Un contraste frappant
Laurent Gbagbo, radié des listes électorales en raison de sa condamnation dans l’affaire de la BCEAO, voit ainsi son exclusion se confirmer. Malgré son retour en Côte d’Ivoire et sa grâce présidentielle accordée par Alassane Ouattara, aucune mesure n’a été prise pour lui permettre de récupérer ses droits civiques.
Blé Goudé, quant à lui, n’a pas fait l’objet d’une condamnation nationale, mais son absence de la liste électorale le disqualifie d’office pour la course à la présidence.
Pendant ce temps, Tidjane Thiam, récemment revenu sur la scène politique ivoirienne en prenant la tête du PDCI-RDA, voit son inscription validée, ouvrant la voie à une éventuelle candidature. Aucune controverse sur sa nationalité ne semble freiner son éligibilité, contrairement aux doutes qui avaient été soulevés autour d’autres figures politiques dans le passé.
Des répercussions sur l’échiquier politique
L’exclusion de figures historiques comme Laurent Gbagbo et Blé Goudé pourrait profondément modifier le rapport de force lors de la présidentielle de 2025. Leurs partisans, privés de leurs leaders, pourraient se tourner vers d’autres candidats ou s’abstenir, influençant ainsi le taux de participation.
Le PDCI, désormais dirigé par Tidjane Thiam, pourrait capitaliser sur cette situation pour se repositionner comme une alternative crédible face au RHDP d’Alassane Ouattara. En l’absence de Gbagbo, le parti de l’ancien président, le PPA-CI, devra redéfinir sa stratégie et peut-être soutenir un autre candidat.
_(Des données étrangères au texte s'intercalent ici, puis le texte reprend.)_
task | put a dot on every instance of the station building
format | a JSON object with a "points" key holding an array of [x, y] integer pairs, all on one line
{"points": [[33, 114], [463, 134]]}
Par ailleurs, ces décisions pourraient raviver des tensions politiques et remettre en question la crédibilité du processus électoral, avec un risque de contestation du scrutin par une partie de l’opposition.
Avec ces exclusions et repositionnements stratégiques, l’élection présidentielle de 2025 s’annonce déjà sous haute tension, et son issue reste plus incertaine que jamais.